Taking these all important steps worked exceptionally well for the brand and the new identity, architecture and packaging graphics reduced complexity within the business and helped contribute to year on year growth in both new and existing markets.

Another example of getting it right comes from Benylin, the UK's best selling cough medicine. The brand faced a huge challenge, basically to expand its profile in the Cold and Flu category, to build category penetration and drive incremental market growth.

The cold and flu category is the fastest growing sector of the winter ailment market and is worth £118.5m. A key issue for Benylin entering this category was the automatic association between Benylin and cough, so it was vital that the therapeutic category was clearly signposted within the information hierarchy. Also, given the dominance of brands such as Lemsip and the colour green, it was critical to ensure stand out within the category -- hence the decision to use purple, one of the Benylin brand flag colours, to create a powerful block merchandising effect.

The impactful packaging solution features a "well burst", a graphic device that draws on the powerful consumer emotional connection with the transition from feeling ill to feeling better as a condition or symptom is treated or soothed by the brand.

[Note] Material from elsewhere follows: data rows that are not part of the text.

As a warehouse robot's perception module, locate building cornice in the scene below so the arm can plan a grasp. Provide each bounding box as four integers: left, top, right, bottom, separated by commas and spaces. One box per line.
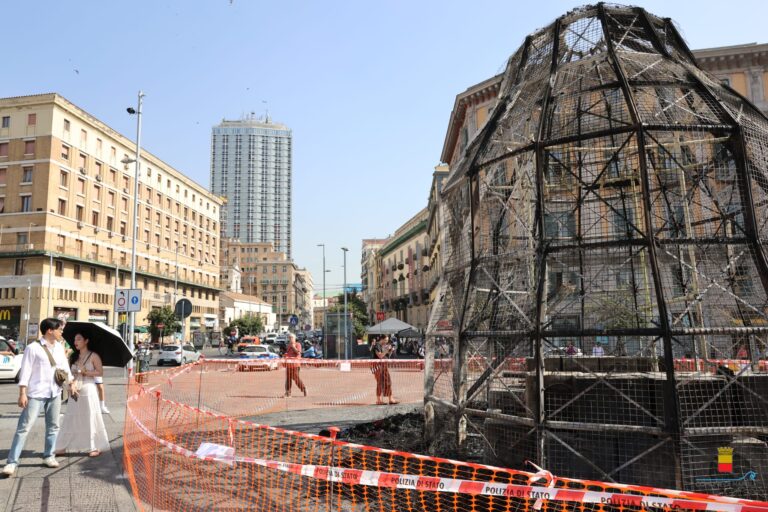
440, 73, 504, 163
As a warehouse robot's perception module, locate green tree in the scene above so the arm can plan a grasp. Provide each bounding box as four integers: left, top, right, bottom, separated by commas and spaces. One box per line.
147, 306, 181, 342
225, 314, 264, 336
328, 292, 369, 338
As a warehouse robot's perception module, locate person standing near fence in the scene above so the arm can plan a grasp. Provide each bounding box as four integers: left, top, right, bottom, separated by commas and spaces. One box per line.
2, 318, 73, 476
371, 336, 400, 405
285, 334, 307, 397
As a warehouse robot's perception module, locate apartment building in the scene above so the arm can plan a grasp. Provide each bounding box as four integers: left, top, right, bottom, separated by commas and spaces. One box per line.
0, 93, 222, 339
368, 208, 429, 329
216, 239, 312, 329
211, 116, 293, 259
360, 238, 388, 324
693, 43, 768, 114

The well burst is formalised graphically as an optimistic radiating white "sunburst" against a bright, lively coloured background.

At initial new product development stages packaging concepts using this device were created and tested to ensure that the graphic design also harnessed the image consumers held of the medicine physically driving out the illness. It was also imperative to ensure that consumers understood the well burst device before it was formalised as part of the brand graphic architecture.

The words Max Strength and the colour red are used to reinforce the efficacy of the individual products and simple graphic illustrations clearly communicate the product format (a key part of the purchasing decision in this category). Brand efficacy has been reinforced with the introduction of an improved Benylin logotype within a surrounding "well glow".

The new Benylin logo uses an italic font, which suggests greater dynamism, increased moulding to add three-dimensionality and the introduction of a silver foil-blocked key line surrounding the Benylin badge. The brand's premium status has been further enhanced by a reworking of the packaging reprographics, to use pure line colours rather than four colour process and to ensure fresh, vibrant colours and maximum shelf stand out. The resulting Cold and Flu packs have a simplicity and confidence that reflects the brand DNA of a market leader. The new look has worked exceptionally well with sell in significantly in advance of initial targets and market share is growing month on month.

Alison Hall, senior product manager for Benylin, sums up the effects: "The great packaging design and significant advertising support and the motivating claim of Nothing is more effective without prescription for Cold and Flu, has achieved real standout among existing GSL offerings."

By working to better understand the consumer relationship with the brand and category on both a functional and emotional level it is possible for brands to develop greater insights which will inform and enhance the brand positioning and creative strategy. Basically, get this right and your brand will be able to deliver a bigger emotional punch and really connect with consumers on the high street.